What’s in the report?
The FBI investigation led agents to believe white supremacists infiltrate police departments, which could explain the rise in attacks against unarmed black civilians in the United States. U.S. Congresswoman Norma Torres asserts she’s leading the push to declassify the document in an article on her website.
Per Torres, the report was released in 2006, but it was heavily redacted. Part of it reads: “White supremacist leaders and groups have historically shown interest in infiltrating law enforcement communities or recruiting law enforcement personnel. [Such infiltration] could lead to investigative breaches and can jeopardize the safety of law enforcement sources or personnel.”
Torres & her colleagues want the entire report released. In Torres’ letter, she and her fellow representatives outline the information they need. “The FBI raised an alarm about this fourteen years ago – the public has yet to hear exactly what they found, and what, if anything, was done about it.”

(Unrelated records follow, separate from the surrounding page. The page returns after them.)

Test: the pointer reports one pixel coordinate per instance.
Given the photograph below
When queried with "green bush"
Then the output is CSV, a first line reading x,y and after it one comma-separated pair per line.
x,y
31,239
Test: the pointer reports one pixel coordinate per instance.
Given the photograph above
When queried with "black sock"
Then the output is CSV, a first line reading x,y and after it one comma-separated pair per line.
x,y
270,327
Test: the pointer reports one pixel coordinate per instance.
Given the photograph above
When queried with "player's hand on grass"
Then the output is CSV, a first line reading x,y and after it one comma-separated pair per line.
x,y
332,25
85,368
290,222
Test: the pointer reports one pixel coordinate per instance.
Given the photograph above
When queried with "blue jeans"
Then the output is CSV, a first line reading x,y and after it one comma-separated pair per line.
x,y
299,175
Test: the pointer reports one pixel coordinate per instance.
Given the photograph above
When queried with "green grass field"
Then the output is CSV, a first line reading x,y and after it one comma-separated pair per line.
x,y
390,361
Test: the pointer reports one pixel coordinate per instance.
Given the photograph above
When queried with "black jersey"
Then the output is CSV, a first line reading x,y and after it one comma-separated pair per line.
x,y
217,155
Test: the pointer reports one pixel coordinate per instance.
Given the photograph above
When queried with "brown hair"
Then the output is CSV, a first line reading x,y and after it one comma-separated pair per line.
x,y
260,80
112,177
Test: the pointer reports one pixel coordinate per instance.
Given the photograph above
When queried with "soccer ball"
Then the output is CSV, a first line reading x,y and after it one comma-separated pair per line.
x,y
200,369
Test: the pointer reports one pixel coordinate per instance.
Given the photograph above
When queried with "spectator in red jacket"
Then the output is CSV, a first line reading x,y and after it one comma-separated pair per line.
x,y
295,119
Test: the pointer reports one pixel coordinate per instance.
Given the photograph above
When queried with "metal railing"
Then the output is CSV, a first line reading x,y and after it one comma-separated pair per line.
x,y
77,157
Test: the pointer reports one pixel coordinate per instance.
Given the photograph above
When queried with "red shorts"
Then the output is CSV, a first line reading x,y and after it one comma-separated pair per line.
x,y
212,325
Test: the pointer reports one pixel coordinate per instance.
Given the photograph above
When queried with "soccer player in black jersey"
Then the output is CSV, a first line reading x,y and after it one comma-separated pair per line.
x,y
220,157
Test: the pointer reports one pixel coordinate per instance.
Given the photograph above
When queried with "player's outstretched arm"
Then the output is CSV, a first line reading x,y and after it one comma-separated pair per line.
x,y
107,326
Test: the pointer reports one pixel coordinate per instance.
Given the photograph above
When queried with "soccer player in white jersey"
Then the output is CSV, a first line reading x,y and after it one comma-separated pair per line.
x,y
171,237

A white supremacist trend in organized crime
The FBI reported on white supremacists for decades. In their vault, they compiled newspaper articles of white supremacists forming splinter groups to overthrow the U.S. government. Funded by criminal enterprises, one group in Seattle, “The Order,” tried to amass guns to stage a coup in 1984.
While the newspaper articles the FBI archived detail white supremacists’ criminal activities, each article discusses white supremacists in illegal settings like organized crime. None of the archived FBI articles describe a coup from within or any plot to infiltrate law enforcement.
What the document says now
The document was released in October 2006, heavily redacted. What’s available concludes concerning points. The FBI has known for some time that white supremacist groups recruit from police departments. The point of white supremacists’ recruitment is to gather intelligence from law enforcement, possibly to sabotage investigations.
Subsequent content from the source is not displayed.